I'll let you know how I get on but I'm looking forward to it and hope it will help to relax me and get myself into both physical (i have some issues with fallen arches in my feet and my hips are out of line) and mental (I'm a fekin loony;) ) alighnment or at least make a start,
 
Any how....Good morning EADD, its going to be a beautiful day, missions for today are:-

1.) Get my old scooter running with all shinny new bits of precious things that arrived yesterday

2.) Cook roast dinner with daughter as I'm of out tomorrow down to London's Ace Cafe, hope fully on fore mentioned scooter
 
oh what a beautiful moooooooorning, oh what a beautiful daaaaaaaay ♪

up nice n early, feeling good, few plans for the day, tonight should be amazing. got some nice goodies, life is good, spot on =D

only downfall is my nan is ill and is staying with us atm, think she witnessed me wonky last night moon walking to the bathroom in slowmo at some random point in the middle of the night, must of been an odd encounter, certainly was for me. dunno if she noticed the state of me or not shes a bit oblivious, poor lovely old dear. shuffled my way past her on the landing, got confused and turned my self around and wonked my way back to my bedroom. spent part of this morning comforting her, shes got some stomach issues and real bad vertigo n cant look after herself atm, saw her crying etc dont like seeing people i love cry. love her to bits. also and theres no beetroot left. shite state of affairs.

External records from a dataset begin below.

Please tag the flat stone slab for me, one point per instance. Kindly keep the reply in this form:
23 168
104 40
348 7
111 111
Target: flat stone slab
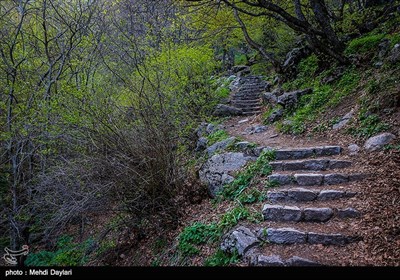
301 194
309 179
328 239
281 213
298 261
273 260
286 236
317 214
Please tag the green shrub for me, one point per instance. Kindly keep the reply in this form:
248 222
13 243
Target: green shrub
68 253
217 136
196 234
246 177
364 44
220 258
231 218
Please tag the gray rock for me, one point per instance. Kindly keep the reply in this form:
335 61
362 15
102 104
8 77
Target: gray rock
210 128
270 98
337 164
317 214
377 142
330 195
297 261
281 213
343 121
334 179
328 239
353 149
290 99
282 179
201 144
214 172
316 164
259 128
223 110
220 145
201 129
286 236
275 116
300 194
327 150
272 260
308 179
394 55
240 239
277 165
243 146
276 196
348 213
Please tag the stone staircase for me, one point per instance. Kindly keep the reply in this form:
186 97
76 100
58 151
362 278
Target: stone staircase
310 208
246 94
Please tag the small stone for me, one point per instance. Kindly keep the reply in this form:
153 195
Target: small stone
282 179
317 214
330 195
308 179
273 260
348 213
297 261
286 236
334 179
300 194
353 149
281 213
377 142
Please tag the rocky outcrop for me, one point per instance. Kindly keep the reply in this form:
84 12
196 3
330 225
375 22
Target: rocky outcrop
223 110
377 142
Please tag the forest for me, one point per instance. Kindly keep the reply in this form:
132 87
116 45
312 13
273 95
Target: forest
103 105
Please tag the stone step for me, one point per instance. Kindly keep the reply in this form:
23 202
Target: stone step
276 260
315 179
310 164
280 213
246 102
248 113
290 236
301 194
301 153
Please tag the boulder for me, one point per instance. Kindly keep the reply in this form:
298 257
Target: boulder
276 115
201 144
343 121
216 171
377 142
240 239
290 99
269 98
353 149
394 55
223 110
220 145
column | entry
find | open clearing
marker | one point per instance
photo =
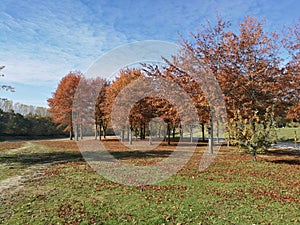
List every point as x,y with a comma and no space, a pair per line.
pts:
48,182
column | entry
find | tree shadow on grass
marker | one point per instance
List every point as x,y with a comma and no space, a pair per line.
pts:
41,158
28,159
287,161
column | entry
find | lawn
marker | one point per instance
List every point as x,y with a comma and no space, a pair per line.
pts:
233,190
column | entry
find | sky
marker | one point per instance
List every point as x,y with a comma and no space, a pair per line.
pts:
41,41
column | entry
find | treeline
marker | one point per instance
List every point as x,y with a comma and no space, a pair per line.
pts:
257,71
23,109
26,121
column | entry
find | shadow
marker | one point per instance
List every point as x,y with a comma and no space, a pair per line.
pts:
140,155
29,159
41,158
286,161
283,152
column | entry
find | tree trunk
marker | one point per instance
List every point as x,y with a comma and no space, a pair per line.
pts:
71,134
76,132
96,132
150,134
104,132
122,135
191,133
174,129
203,130
100,131
211,135
159,130
169,134
80,130
130,136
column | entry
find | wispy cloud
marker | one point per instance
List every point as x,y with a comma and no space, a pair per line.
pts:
40,41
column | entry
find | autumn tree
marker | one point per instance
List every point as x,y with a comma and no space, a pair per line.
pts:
291,42
101,111
61,102
247,65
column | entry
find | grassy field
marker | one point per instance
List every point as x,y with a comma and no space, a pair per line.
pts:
233,190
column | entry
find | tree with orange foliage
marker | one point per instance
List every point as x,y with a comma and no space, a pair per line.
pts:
291,43
101,111
61,102
247,65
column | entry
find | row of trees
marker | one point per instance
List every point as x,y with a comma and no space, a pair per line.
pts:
23,109
258,73
18,119
15,124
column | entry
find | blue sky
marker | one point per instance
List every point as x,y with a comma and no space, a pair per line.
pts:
41,41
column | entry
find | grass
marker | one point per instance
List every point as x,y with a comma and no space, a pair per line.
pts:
233,190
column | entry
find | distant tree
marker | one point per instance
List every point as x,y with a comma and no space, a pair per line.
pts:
61,102
3,86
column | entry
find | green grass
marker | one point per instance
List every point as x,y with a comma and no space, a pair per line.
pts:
287,133
233,190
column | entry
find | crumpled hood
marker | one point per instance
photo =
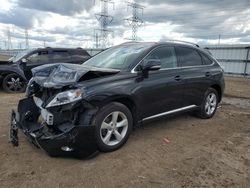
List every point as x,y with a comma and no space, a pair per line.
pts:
60,75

hope you all have a good day much love all the best toodle-oooo
 
Sorry to here about you Nan ColtDan mine is slowly sying of cancer at the moment and it breaks my heart, to me she is one of the most beautiful people in the world, I don't suppose I should have family favorites but I've never met someone so full of love, she's 90 something but it doesn't make it any easier does it ?

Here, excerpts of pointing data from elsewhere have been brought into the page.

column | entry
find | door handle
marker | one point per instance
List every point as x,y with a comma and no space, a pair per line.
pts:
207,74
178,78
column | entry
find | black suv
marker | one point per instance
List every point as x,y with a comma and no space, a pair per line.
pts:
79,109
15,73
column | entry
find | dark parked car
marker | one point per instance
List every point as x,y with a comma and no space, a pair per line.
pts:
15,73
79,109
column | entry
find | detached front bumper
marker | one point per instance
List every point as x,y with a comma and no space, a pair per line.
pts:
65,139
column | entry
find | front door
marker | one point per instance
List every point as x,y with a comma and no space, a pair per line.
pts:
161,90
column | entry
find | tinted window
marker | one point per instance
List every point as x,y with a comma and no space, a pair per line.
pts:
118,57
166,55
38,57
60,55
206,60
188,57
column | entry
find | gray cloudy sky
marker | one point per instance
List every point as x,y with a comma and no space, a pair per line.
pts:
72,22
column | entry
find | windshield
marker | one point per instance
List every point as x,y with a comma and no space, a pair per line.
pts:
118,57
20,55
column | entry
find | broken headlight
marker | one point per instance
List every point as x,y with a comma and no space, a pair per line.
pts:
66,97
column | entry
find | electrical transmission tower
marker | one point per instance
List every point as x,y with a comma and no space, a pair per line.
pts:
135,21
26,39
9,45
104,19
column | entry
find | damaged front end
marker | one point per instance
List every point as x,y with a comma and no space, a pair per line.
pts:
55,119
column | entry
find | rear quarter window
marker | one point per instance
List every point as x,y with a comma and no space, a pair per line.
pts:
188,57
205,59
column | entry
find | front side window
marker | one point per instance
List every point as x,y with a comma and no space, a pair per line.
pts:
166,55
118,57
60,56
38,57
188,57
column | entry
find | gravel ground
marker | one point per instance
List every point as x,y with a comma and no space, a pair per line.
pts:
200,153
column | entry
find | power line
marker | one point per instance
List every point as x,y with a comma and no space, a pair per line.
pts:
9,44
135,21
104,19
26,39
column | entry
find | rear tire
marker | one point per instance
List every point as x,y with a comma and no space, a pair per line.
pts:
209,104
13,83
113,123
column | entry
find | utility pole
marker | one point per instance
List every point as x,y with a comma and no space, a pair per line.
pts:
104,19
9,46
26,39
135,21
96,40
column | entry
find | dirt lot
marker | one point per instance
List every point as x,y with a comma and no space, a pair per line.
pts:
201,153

Beetroot is the devils work, its the one thing I wont eat I can only advice you do the same before it's to late;)
 
So sorry to hear about yours mate, extremely heartbreaking isnt it, love her to bits we connect so well and so many fond memories. haven't really lost anybody that close to me before dunno how much it hurts, but when she dies i dunno how bad ill feel. shes quite old now, been unwell for awhile, its on the horizon. deff doesnt make it much easier. but thats life, live, enjoy life, ponder apon it,wonder what the fuck we're all doing here, die, the big crazy circle of life

ahhh man... after reading about the all benefits of beetroot, its a work of god. actually maybe not god, not kean on religion, but its some healthy check this out http://en.wikipedia.org/wiki/Beetroot

ohhh yeah
 
I'm not even clicking on that link Dan it's probably got some kind of evil Juju in it =D

It's a bit of an indulgence on my part I have very vague memories of really liking beetroot at my primary school when they served it up for dinner, then I must have been ill one day and loads of it came up (thats enough detail for this time of the morning) Its the only thing I would have trouble eating although I think I could if it was put in front of me as I have no other food no no's and a stomach of cast iron most of the time.
 
morning all, looks like a cracking day over here.im still in bed as not feeling the best, did some muscle damage to chest area in work a few weeks back and is slow to heal plus picked up some sort of viral infection this week.

everytime i go all healty and stay away from drugs i get sick. since xmas all i have done is 4 pills and being eating well.

wife just brought me tea n toast in bed and laptop.will spend another hr or two in bed then getting up for shower n shave.
 
^ this

Give us a few quid ill come pulverize some bark. ill be your little four eyed butler bitch. or gimmi a few hits

or buy it powered? can it still be bought powered now?